Singapore GLCs political donations to Australia’s political parties

2 Feb

The Political Donations Act in Singapore prohibits political groups and politicians from accepting foreign funding. The purpose of this legislation is ‘to prevent foreign groups from interfering in domestic politics’.

Yet, it appears there are no qualms for Singapore Government Linked Companies (GLCs) to make corporate donations to both major Australia’s political parties. According to an article, ‘Mayne digs some donations data dirt’ published on Crikey, an independent Australian-based news website,

‘… Foreign dictators could pour millions into an Australian political party. Indeed, the Singapore Government gave $20,000 to both major federal parties through Optus, a business whose fortunes are particularly vulnerable to federal laws and regulations’.

Given that the reporter’s information was accessed from the Australian Electoral Commission website (which published such data on a yearly basis),  I decided to do a basic search to confirm the veracity of the claims.

Using a simple search based on ‘donor’, it was shown that Singtel Optus has given more than $20,000 to both Labor and Liberal for the year 2008/09. Similar amounts have also been made for the year 2007/08.

The other Singapore GLC company which has also donated to both parties is Australand.

(see screen captures below)

Singtel- Optus's political donations for the year 2007/08

Singtel- Optus's political donations for the year 2008/09

Australand's political donations for the yer 2007/08

The issue of political donations whether from corporations, wealthy individuals or foreigners is a contentious topic in Australia. The Democracy4Sale Project, an initiative of the NSW Greens, has been campaigning for reform in political donations  given they believe these ‘donations taint the democratic process – they allow big business to buy a level of access to politicians that ordinary people can’t afford’.
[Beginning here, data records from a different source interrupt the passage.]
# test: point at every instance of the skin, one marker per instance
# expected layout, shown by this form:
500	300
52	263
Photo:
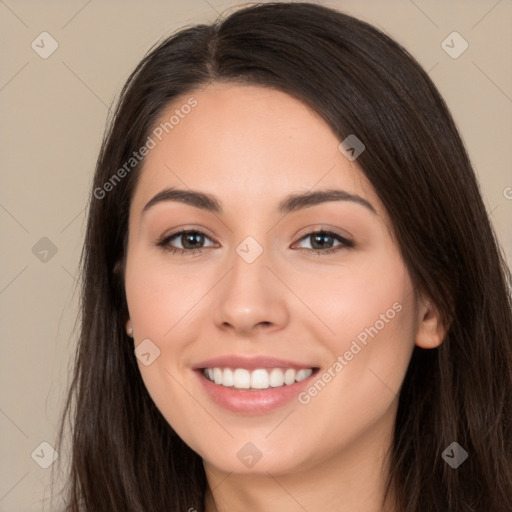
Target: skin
250	147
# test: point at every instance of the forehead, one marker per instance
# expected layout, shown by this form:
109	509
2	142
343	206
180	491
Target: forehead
247	144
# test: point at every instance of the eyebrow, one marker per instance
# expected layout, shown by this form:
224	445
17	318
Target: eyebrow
289	204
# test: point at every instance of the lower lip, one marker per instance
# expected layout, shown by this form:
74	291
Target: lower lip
252	402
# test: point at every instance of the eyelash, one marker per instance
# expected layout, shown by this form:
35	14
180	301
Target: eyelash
164	243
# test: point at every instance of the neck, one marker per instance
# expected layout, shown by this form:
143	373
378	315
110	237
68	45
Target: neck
352	479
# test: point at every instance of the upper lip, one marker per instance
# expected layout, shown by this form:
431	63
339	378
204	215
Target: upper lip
249	363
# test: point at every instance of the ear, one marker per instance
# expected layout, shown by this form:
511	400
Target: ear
431	331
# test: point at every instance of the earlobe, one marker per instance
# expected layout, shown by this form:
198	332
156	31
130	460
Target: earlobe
431	330
129	328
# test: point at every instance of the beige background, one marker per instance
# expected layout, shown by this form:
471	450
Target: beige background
52	118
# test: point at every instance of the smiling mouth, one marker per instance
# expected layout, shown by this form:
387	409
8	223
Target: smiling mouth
258	379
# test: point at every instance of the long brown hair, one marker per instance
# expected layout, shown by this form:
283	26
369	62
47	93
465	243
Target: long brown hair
125	456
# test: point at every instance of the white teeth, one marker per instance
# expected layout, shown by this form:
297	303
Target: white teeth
276	378
289	376
303	374
259	379
241	379
262	378
217	375
227	378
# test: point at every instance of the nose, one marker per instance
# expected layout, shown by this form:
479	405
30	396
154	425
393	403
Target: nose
250	298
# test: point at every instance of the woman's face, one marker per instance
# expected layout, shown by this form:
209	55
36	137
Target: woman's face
308	348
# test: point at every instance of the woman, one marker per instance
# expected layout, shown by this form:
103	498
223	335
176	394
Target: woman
293	298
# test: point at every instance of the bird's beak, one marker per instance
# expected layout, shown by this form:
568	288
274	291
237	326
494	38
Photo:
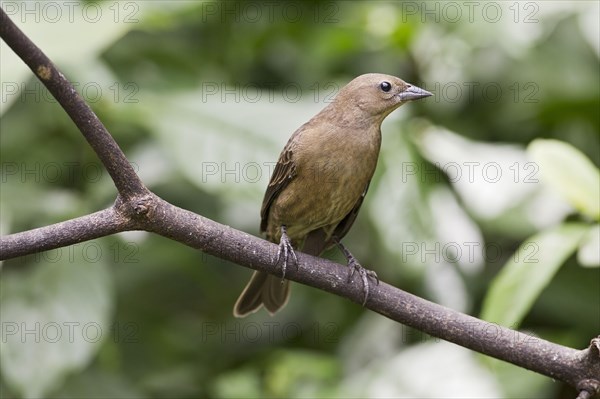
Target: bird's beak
413	93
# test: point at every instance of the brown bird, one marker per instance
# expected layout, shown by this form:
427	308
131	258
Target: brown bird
321	179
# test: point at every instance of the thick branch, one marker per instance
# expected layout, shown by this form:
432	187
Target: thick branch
137	208
127	182
576	367
85	228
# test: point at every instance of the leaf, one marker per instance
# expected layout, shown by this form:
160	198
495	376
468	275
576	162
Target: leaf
528	272
569	172
588	254
54	317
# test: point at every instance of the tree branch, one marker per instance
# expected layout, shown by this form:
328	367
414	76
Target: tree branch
126	180
136	208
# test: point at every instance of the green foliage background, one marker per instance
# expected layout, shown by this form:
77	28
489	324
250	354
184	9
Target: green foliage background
202	97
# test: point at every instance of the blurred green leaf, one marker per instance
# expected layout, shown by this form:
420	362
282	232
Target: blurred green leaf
572	174
589	251
528	271
55	316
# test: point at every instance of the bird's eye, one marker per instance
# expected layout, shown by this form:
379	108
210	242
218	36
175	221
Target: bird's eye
385	86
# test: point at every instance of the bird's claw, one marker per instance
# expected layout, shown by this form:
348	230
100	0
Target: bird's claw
285	249
364	274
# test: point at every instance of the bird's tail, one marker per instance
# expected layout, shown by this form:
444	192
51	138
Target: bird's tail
262	289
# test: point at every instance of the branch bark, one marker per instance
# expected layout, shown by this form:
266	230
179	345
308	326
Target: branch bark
136	208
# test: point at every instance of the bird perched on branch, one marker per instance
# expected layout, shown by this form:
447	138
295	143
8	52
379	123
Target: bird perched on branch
320	181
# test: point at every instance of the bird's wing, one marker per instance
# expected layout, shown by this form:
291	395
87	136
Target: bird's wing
284	172
317	241
347	222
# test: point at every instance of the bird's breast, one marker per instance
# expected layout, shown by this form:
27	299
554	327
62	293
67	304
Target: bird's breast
332	174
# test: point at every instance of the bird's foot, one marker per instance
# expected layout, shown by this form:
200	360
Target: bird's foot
284	251
356	267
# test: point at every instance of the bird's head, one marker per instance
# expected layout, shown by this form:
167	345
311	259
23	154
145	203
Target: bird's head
377	95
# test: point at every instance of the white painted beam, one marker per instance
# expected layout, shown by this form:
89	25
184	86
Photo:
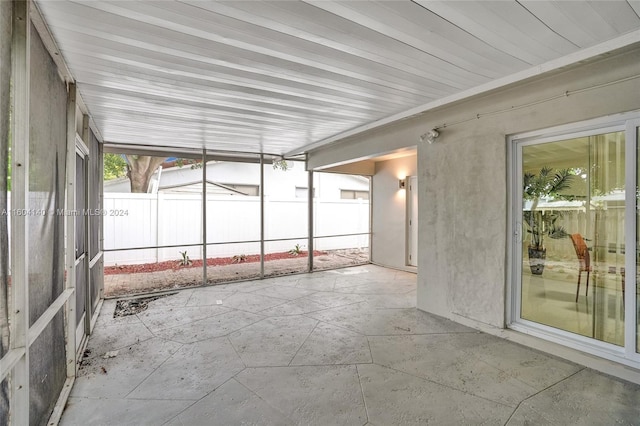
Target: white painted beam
554	65
19	316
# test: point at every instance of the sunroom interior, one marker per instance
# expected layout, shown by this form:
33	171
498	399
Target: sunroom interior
445	106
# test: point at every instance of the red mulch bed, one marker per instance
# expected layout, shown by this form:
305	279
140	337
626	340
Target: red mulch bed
174	265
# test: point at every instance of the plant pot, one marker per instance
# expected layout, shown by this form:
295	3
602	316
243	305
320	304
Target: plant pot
536	260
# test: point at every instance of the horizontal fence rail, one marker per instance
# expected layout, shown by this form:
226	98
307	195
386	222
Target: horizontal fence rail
149	228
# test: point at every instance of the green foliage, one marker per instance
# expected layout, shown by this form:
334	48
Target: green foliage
239	258
296	251
545	185
114	166
185	261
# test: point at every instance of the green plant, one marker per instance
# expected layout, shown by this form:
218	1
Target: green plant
546	185
185	261
296	251
239	258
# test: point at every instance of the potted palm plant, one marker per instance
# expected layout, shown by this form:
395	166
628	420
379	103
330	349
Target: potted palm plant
546	185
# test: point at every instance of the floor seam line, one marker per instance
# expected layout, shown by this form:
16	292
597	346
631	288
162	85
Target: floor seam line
539	392
154	370
364	401
446	386
305	341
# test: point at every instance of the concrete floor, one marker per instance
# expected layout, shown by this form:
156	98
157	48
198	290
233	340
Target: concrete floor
343	347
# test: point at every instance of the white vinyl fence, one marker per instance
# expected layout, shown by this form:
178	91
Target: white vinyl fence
144	220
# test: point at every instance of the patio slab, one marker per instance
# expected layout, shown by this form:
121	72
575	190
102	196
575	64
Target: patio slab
323	349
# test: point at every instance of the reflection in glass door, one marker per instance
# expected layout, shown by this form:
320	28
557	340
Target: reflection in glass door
636	135
573	245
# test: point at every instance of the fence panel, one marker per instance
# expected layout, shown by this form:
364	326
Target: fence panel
173	219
Nevertheless, even improving the disclosure process of political donations may prove to be futile. In a Sydney Morning Herald commentary, ‘The political play of being a donor’, Adele Ferguson claims that there are ways to work around it:

‘… Besides the most obvious – which is making donations of less than $9500 to escape the limit on disclosure – companies and individuals are being more creative in the way they influence governments.

For instance, some overseas companies with subsidiaries in Australia have been paying lobbyists directly to work on election campaigns, rather than pay the political parties. That way, donations never touch the sides of any political donations register (my emphasis).

In other instances, it is believed that some wealthy Australians have paid directly for market research on behalf of a political party rather than donating the money directly to it.

This avoids public scrutiny and accusations of corruption.

Other ways around exposure include the practice where external research houses charge different fees for government work and political work.

The way it works is that big invoices are written for work conducted under the “government” tag, compared with political work, which is done on the cheap.

Buying tables at breakfasts, lunches and dinners is another loophole that escapes the radar of the political donations register and can add up to millions of dollars a year in revenue for a political party’.

It is hypocritical for the Singapore’s PAP ruling party to enact legislations prohibiting foreign funding when its GLCs (under the guise of corporationhood) makes political donations in Australia. 

5 Responses to “Singapore GLCs political donations to Australia’s political parties”

  1. Singazine February 2, 2010 at 12:42 pm #

    Linked under, Politics. Cheers:)

  2. Gerald Giam February 5, 2010 at 2:25 am #

    Good that you spotted and pointed out this double standard. Thanks!

  3. Chew March 8, 2010 at 9:17 pm #

    Isn’t it the same hypocritical stance that PAP wants foreigner not to interfere with Singapore’s politics while they themselves goes round the world on taxpayers monies telling others how to run their countries?

  4. Phillip Chai September 24, 2010 at 12:15 pm #

    Well, the usual statement will be that those are corporate entities and they are free to do what they want in their host country as long as it does not run afoul to any law of the land….. not that I condone the act.

  5. Wang September 24, 2010 at 3:19 pm #

    Please note that both are Australian companies based in Australia (legal entity in Australia)which were subsequently owned and in line
    with the legislation there.
    Optus and Australand per records would have continued in the past such donations prior to such takeover.